The environmental advocacy group Greenpeace warns of other dangers affecting drinking water supply.
“The pig incident is just an incident that doesn’t happen every day, but (water) pollution caused by chemical fertilizer and pesticide is like the elephant in the room, it’s already there and getting worse and worse every day,” said Pan Wenjing, assistant manager of Greenpeace’s agriculture campaign.
“Most farmers have realized that massive use of pesticides and fertilizer harm the environment, but it’s easier to use them than the labor-intensive and technology-intensive ecological farming method,” she said. “Farmers don’t get enough technical and financial support on how to use less agrichemicals but ensure their yield.”
At the National People’s Congress in Beijing, China’s President Xi Jinping appears aware of public concerns, as he told one meeting that Chinese Internet users judge lake water quality on whether the mayor dares swim there.

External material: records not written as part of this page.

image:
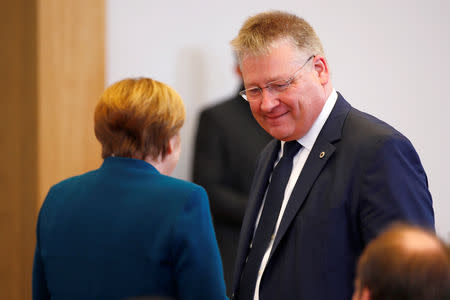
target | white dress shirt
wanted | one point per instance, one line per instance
(307, 141)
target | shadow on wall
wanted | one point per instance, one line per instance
(191, 83)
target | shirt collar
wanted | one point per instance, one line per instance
(308, 140)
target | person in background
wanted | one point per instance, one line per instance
(332, 179)
(404, 263)
(227, 144)
(128, 229)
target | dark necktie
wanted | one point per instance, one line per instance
(267, 221)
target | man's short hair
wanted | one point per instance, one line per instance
(262, 31)
(137, 117)
(405, 263)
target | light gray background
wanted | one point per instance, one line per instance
(389, 58)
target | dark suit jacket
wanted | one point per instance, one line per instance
(124, 231)
(227, 146)
(370, 175)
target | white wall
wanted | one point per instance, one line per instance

The imperative of economic growth has long trumped green worries here, but many citizens now demand action to repair their ravaged environment. At a top, foreign-funded hospital in Beijing, Dr. Lin Zhonghui, an ear, nose and throat specialist, has this month sent pictures to local newspapers of city workers burning garbage in open areas even on days when the air pollution level is “beyond index” and emergency measures are supposed to kick in to reduce air pollutants.
Lin reports fast-rising patient numbers in the past two months of choking air pollution, while some patients plan to leave the Chinese capital for good.
“It’s the worst I’ve experienced in 14 years here. You feel terrible just breathing the said,” he said.
The smog is good for business at a World Health Store in central Beijing where expensive, imported face masks have been selling briskly, said saleswoman Sunny Han, who uses one on her long commute to work. The current political meetings “will talk about pollution but won’t have any measures to deal with it,” she said. “In China, economic development comes first.”